As the purpose of this notebook is to demonstrate batch execution of `DockStream` runs, the below code block will generate an example `Hybrid with Corina` configuration `JSON` (for more details on `Hybrid`, see demo_Hybrid).

In [None]:
hybrid_corina_conf_json = {
  "docking": {
    "header": {
       "environment":{
        }
      },
    "ligand_preparation": {
      "embedding_pools": [
        {
          "pool_id": "Corina",                                      # Corina is used here as the ligand embedder
          "type": "Corina",                                         # but this can be changed to LigPrep or RDKit
          "parameters": {
              "prefix_execution": "module load corina"
          },
          "input": {
            "standardize_smiles": False,
            "input_path": ligands_path,
            "type": "smi"
           }
        }
      ]
    },
    "docking_runs": [
      {
        "backend": "Hybrid",
        "run_id": "Hybrid",
        "input_pools": ["Corina"],
        "parameters": {
          "prefix_execution": "module load oedocking",
          "parallelization": {
            "number_cores": 2
          },
          "receptor_paths": [hybrid_grid_path]
        },
        "output": {
          "poses": { "poses_path": hybrid_docked_poses_path },            # output path to save docked poses
          "scores": { "scores_path": hybrid_docked_scores_path }          # output path to save docked scores   
        }
      }
    ]
  }
}

with open(os.path.join(benchmarking_conf_jsons, "Hybrid_Corina.json"), "w+") as f:
    json.dump(hybrid_corina_conf_json, f, indent=2)

The above cell block saves the `DockStream` `Hybrid` configuration `JSON` in the benchmarking `JSON` folder.

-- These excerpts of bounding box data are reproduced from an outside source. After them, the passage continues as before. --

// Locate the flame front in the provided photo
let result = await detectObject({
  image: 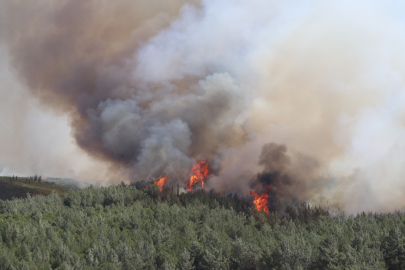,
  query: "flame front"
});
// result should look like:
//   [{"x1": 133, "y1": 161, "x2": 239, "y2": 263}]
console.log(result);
[
  {"x1": 155, "y1": 175, "x2": 169, "y2": 191},
  {"x1": 186, "y1": 160, "x2": 210, "y2": 191},
  {"x1": 250, "y1": 185, "x2": 272, "y2": 213}
]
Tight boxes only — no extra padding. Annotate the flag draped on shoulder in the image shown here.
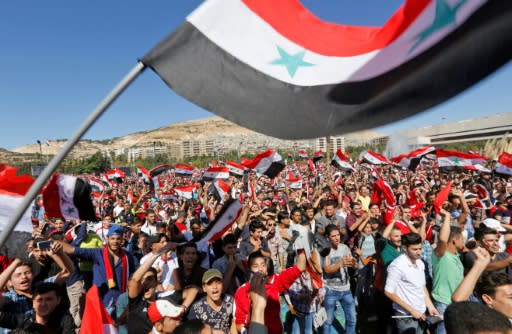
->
[174,164,194,177]
[197,199,243,251]
[360,151,389,165]
[242,150,284,179]
[436,148,486,171]
[494,152,512,175]
[142,0,512,139]
[137,166,151,184]
[80,285,117,334]
[203,167,229,181]
[174,185,197,199]
[149,164,172,178]
[390,146,436,171]
[226,160,245,176]
[43,173,97,221]
[0,164,34,232]
[331,149,355,171]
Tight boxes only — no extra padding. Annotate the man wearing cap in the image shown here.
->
[188,269,234,334]
[148,299,183,334]
[55,225,136,314]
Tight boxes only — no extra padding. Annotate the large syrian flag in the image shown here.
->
[436,148,485,171]
[142,0,512,139]
[494,152,512,175]
[360,151,389,165]
[43,173,97,221]
[390,146,436,171]
[242,150,284,179]
[0,164,34,233]
[226,160,245,176]
[174,164,194,177]
[203,167,229,181]
[331,149,355,171]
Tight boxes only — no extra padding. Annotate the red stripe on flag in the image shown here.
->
[243,0,432,57]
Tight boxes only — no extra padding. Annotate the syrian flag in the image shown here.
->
[80,285,117,334]
[297,150,309,159]
[331,149,355,171]
[43,173,97,221]
[242,150,284,179]
[213,179,231,203]
[390,146,436,171]
[494,152,512,175]
[174,164,194,177]
[434,181,453,214]
[174,186,196,199]
[105,168,126,180]
[142,0,512,139]
[436,148,485,171]
[89,177,105,192]
[464,164,492,174]
[313,151,324,163]
[203,167,229,181]
[360,151,389,165]
[370,177,396,206]
[286,172,302,189]
[137,166,151,184]
[149,164,172,178]
[226,160,245,176]
[0,164,34,233]
[197,199,243,251]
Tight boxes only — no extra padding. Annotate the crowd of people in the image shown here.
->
[0,152,512,334]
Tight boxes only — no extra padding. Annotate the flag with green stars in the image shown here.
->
[142,0,512,139]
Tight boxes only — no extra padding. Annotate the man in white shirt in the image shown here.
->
[385,233,439,334]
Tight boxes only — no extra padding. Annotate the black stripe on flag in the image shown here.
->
[142,0,512,139]
[73,178,98,221]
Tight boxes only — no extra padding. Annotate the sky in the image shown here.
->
[0,0,512,149]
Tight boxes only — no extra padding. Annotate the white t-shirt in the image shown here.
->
[384,254,427,314]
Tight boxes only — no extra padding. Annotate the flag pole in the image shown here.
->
[0,62,146,247]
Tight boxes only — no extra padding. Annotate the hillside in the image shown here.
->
[6,117,381,161]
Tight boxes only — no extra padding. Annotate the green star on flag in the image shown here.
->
[409,0,467,53]
[271,46,315,78]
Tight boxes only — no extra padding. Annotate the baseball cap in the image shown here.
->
[147,299,183,324]
[482,218,506,232]
[107,225,124,237]
[203,269,223,284]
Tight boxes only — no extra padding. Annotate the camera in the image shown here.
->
[37,240,52,250]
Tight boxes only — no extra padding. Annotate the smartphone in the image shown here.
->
[37,240,52,250]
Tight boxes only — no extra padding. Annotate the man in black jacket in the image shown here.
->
[0,283,75,334]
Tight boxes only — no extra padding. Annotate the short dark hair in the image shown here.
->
[249,219,265,232]
[32,283,60,298]
[444,301,512,334]
[475,271,512,298]
[448,226,462,241]
[475,223,498,241]
[174,319,204,334]
[277,211,290,223]
[222,233,237,246]
[324,224,340,237]
[402,232,422,247]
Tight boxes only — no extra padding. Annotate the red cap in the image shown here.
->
[148,299,183,324]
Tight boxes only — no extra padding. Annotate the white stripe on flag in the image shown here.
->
[187,0,486,86]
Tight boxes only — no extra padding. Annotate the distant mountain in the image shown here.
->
[6,116,382,161]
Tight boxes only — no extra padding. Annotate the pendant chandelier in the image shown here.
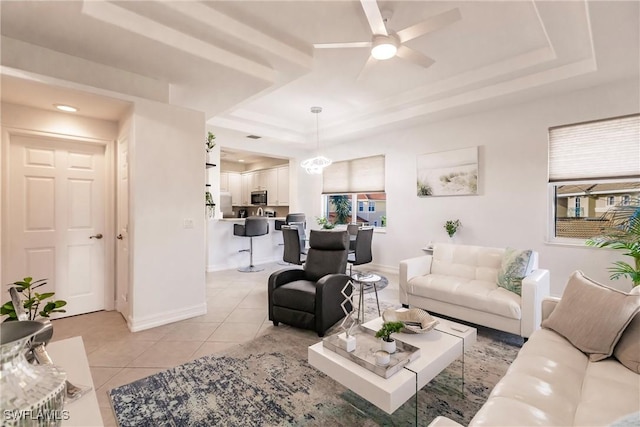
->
[300,107,331,175]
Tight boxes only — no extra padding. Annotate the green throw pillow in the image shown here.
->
[498,248,533,295]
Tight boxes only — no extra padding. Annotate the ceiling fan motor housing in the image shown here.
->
[371,34,400,60]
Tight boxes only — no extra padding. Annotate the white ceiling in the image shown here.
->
[1,0,640,154]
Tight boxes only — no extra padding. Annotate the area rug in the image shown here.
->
[109,302,519,427]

Note that `Hybrid` has much fewer parameters that can be tweaked compared to `Glide`. 

We are now finished generating the `DockStream` configuration `JSONs`. There is no limit to how many configuration `JSONs` are provided; the `benchmarking script` will continue running `DockStream` until all configuration JSONs are executed. For the purpose of this notebook, only the 2 runs specified above (`Glide with LigPrep` and `Hybrid with Corina`) will be executed.

## Step 4: Execute the Benchmarking Script

We are now ready to execute batch `DockStream` runs. Call the `benchmarking script` via command-line and provide the `-input path` argument which is the path to the folder containing all the `DockStream` configuration `JSONs`.

In [None]:
# execute this in a command-line environment after replacing the parameters
!{dockstream_env}/bin/python {benchmarking_script} -input_path {benchmarking_conf_jsons}

As with any `DockStream` run, the docked poses and scores are outputted to `SDF` and `CSV` files as specified in the configuration `JSONs`. As a final note, the `benchmarking script` will output an error message if an invalid path is provided and will also notify the user which `DockStream` run failed with the associated error trace back displayed.